Darvaja is an agency dedicated to addressing intersectional challenges and creating equitable realities. Their work involves intellectual theories and bespoke methodologies designed to drive systemic change for their partners. I am collaborating with Darvaja to make their work streamlined and impactful.

Objective & Purpose

  • Define and visualize how Darvaja brings together complex and seemingly disconnected methodologies to their consulting and collective work. These visuals will be used with future clients and collaborators, forming a part of the practice framework, explaining their strategy.

  • Enhance communication and accessibility of their work for workshops, trainings, and broader audiences.

  • Develop data maps and process flow diagrams to deepen the understanding of intersectionality in practice.

Process

  • Understanding the Methodology: Worked closely with the Darvaja team to deeply understand their methodological underpinnings and bespoke services.

  • Visual Storytelling: Translated their intellectual work into simple, effective visuals, ensuring the essence of their message was preserved while enhancing clarity.

  • Iterative Design: Collaborated through iterative feedback sessions, incorporating insights and refining the visuals to meet their needs.

Working Visuals

Visualizing Darvaja’s Process:

Darvaja’s Process Expanded:

Darvaja’s Methodology:

Black Feminist Thought: Black feminist traditions have generated multiple ways of understanding overlapping systemic oppression, out of a need for self-determination, and to work on behalf of social justice. Key frameworks and prisms uses in darvaja’s practice are Intersectionality (Crenshaw); and the Matrix of Domination (Hill Collins).

Critical Participatory Action Research (CPAR): A practice where researchers are communities and groups, collectively defining, exploring, and understanding the research topic or area of focus.

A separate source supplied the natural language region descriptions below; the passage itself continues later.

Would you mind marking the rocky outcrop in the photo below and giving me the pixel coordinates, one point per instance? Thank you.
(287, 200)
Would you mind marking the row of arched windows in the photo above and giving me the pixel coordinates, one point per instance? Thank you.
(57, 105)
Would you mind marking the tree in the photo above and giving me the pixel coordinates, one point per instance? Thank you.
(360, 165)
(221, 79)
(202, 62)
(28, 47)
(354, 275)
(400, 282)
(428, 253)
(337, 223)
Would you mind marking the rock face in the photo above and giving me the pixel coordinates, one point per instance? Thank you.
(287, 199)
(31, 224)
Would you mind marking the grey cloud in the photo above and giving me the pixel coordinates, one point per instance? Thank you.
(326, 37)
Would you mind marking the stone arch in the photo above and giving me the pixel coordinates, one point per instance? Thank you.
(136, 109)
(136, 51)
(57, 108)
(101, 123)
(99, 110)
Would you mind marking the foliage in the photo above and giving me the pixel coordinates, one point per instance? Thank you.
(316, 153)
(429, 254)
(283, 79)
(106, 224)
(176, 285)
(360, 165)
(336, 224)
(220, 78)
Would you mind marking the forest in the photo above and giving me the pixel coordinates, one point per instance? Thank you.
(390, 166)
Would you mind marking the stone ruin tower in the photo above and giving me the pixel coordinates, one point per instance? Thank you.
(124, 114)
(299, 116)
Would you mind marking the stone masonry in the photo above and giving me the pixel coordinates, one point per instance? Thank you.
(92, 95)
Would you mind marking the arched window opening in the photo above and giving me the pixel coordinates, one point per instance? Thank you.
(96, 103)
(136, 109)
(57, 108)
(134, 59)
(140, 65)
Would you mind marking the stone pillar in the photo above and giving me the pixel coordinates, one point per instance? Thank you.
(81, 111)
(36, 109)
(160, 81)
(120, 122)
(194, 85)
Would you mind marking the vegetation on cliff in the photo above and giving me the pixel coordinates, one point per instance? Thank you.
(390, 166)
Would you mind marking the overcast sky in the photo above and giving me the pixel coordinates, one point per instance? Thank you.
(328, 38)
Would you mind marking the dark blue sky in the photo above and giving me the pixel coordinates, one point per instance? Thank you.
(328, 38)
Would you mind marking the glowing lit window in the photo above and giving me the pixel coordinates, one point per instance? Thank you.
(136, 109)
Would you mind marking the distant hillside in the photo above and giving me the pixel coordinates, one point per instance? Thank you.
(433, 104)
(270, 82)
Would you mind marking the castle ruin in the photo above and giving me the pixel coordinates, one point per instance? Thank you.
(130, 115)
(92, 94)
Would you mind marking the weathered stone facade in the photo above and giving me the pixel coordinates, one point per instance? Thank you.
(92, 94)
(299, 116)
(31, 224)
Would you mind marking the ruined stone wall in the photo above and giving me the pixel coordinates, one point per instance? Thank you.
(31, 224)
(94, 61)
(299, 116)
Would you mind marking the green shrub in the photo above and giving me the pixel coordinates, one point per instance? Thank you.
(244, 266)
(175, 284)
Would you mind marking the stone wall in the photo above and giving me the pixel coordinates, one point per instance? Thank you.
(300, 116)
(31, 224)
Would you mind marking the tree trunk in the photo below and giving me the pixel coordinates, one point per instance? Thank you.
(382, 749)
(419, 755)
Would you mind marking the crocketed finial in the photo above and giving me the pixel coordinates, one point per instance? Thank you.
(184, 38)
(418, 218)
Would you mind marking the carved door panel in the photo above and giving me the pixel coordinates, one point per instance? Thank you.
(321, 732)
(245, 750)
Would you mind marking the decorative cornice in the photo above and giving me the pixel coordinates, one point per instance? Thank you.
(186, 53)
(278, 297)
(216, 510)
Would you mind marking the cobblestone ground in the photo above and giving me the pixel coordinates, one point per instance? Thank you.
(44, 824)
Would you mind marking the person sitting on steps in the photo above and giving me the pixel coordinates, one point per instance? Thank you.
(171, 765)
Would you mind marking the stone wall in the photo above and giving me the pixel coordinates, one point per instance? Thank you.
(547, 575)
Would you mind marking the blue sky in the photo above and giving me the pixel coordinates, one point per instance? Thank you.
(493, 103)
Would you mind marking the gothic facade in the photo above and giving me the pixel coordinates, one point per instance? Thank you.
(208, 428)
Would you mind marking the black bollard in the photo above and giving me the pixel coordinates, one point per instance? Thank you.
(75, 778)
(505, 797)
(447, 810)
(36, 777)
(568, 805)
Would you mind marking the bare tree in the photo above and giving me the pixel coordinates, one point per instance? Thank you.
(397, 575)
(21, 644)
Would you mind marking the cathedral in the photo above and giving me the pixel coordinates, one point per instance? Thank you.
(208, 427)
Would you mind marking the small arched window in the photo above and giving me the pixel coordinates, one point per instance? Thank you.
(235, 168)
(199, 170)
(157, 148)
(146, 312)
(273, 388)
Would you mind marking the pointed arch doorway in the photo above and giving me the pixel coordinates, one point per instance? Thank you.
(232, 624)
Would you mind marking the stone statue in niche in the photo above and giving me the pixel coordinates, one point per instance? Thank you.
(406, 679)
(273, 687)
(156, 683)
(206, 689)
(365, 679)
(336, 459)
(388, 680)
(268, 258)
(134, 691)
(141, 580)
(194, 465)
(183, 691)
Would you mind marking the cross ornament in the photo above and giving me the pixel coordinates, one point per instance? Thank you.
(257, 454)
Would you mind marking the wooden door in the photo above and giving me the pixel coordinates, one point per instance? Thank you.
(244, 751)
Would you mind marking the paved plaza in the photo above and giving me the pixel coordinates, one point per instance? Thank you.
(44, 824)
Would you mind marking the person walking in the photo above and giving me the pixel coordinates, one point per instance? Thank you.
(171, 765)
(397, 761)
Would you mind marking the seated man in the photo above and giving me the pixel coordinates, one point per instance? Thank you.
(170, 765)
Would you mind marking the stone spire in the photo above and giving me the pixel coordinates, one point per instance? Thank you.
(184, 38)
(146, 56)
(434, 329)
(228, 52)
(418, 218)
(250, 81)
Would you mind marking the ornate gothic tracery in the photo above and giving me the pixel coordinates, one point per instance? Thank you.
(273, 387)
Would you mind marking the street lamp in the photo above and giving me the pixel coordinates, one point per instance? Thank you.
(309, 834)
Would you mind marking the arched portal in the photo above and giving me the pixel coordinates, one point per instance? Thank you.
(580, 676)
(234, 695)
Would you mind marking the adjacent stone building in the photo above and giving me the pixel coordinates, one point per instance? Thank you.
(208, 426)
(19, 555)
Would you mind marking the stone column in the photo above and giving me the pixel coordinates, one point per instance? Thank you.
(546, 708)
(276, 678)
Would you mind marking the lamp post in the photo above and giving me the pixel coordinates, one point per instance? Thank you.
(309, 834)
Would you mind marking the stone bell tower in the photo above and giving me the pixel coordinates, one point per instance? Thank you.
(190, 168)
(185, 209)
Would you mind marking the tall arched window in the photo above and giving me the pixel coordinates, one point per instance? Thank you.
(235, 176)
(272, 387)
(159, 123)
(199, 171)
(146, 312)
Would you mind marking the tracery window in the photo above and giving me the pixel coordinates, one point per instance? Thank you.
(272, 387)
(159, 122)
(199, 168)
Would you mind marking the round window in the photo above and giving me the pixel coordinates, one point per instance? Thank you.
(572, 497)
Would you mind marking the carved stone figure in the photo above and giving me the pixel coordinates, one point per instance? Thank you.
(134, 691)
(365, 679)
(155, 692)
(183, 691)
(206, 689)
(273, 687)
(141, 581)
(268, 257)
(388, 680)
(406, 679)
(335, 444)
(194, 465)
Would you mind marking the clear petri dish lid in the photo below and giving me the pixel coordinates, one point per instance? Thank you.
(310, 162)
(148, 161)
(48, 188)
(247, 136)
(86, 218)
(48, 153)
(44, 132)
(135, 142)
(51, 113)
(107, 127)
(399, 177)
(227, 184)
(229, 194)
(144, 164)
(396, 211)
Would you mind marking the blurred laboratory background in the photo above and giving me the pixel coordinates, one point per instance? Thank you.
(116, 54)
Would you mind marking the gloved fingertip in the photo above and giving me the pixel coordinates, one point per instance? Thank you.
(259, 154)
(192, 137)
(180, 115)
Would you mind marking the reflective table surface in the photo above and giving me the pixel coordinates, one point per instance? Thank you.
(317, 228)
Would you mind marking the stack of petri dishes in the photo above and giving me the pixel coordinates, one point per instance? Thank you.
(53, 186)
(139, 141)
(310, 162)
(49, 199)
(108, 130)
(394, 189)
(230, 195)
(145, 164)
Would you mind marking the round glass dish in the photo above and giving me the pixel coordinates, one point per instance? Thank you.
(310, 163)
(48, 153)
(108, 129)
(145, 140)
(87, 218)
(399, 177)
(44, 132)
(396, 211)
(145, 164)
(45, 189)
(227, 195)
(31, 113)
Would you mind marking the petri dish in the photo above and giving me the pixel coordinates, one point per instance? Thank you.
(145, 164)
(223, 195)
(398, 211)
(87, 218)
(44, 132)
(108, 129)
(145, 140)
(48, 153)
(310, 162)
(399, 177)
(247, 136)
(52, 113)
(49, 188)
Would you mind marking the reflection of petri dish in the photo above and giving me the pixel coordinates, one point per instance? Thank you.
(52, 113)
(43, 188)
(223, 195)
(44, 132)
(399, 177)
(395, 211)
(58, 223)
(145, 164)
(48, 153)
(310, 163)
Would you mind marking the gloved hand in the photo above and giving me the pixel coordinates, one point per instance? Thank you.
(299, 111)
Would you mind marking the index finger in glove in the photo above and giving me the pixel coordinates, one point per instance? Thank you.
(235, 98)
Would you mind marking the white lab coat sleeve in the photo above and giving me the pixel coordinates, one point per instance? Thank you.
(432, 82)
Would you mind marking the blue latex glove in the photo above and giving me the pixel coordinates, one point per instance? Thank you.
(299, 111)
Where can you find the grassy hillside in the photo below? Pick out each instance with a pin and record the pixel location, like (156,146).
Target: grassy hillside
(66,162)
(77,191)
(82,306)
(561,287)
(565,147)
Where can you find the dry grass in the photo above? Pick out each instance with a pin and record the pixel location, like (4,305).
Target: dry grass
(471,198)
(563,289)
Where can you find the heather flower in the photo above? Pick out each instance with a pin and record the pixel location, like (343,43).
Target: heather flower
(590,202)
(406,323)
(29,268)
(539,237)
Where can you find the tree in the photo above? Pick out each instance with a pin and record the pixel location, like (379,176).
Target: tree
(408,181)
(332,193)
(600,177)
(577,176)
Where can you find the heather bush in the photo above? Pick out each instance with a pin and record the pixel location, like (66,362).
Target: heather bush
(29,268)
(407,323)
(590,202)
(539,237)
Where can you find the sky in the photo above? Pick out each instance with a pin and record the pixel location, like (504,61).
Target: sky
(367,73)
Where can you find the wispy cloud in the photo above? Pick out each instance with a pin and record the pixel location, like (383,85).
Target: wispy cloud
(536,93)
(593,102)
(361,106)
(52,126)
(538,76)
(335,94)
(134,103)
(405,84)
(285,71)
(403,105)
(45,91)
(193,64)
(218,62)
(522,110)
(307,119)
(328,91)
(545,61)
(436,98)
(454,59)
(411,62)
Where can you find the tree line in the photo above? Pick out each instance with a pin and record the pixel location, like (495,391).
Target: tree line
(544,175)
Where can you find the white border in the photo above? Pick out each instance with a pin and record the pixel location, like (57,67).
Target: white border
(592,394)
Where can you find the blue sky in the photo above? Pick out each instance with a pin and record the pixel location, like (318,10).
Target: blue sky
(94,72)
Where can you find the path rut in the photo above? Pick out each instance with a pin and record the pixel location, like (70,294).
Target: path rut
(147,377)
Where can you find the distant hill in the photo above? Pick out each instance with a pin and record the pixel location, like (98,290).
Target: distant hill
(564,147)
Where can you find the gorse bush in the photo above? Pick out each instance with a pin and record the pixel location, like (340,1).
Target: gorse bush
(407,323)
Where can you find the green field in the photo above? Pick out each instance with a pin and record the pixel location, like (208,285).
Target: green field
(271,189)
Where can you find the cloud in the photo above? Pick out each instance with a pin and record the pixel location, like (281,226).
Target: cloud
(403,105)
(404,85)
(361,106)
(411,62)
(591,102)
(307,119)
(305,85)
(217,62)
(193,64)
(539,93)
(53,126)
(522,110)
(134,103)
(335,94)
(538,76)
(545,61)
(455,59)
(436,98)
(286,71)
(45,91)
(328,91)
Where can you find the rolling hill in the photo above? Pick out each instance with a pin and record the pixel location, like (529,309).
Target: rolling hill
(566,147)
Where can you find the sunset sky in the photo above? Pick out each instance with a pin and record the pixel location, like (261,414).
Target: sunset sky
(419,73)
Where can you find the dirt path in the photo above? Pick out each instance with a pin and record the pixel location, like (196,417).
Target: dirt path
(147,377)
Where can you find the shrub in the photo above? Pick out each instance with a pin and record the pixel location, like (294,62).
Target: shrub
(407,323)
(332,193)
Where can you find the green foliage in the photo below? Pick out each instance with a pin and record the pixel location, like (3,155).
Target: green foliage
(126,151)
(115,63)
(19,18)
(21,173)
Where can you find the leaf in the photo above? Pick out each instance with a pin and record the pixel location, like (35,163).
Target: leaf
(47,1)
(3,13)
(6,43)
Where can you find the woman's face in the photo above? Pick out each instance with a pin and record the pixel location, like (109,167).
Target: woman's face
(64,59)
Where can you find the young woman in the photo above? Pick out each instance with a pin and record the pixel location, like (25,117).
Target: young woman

From this approach, darvaja “focuses intentionally on questions of power and injustice, intersectionality and action” By placing those most embedded in the reality of migration and violence central to our learning journey, they are able to embed an intersectional approach to knowledge production alongside individuals, communities, and movements dedicated to social justice; rather than extractive evaluation practices and subsequent advocacy work that are not community owned or generated.

Systems Design: This brings to darvaja’s practice foresight tools that support them to structure thinking; especially when so much of their work can be about looking at a difficult current reality. Systemic approaches enable the holistic contextualising of lived experiences and inequitable outcomes as consequent of multiple interlinked systems of oppression and injustice.

For this work, these three grounding approaches mean darvaja will approach this work as a collaborative learning journey by focusing on building anti-oppression competency, they seek to ensure a cohesive and supported Shared Ground Residential, where participants feel valued, nourished, and supported.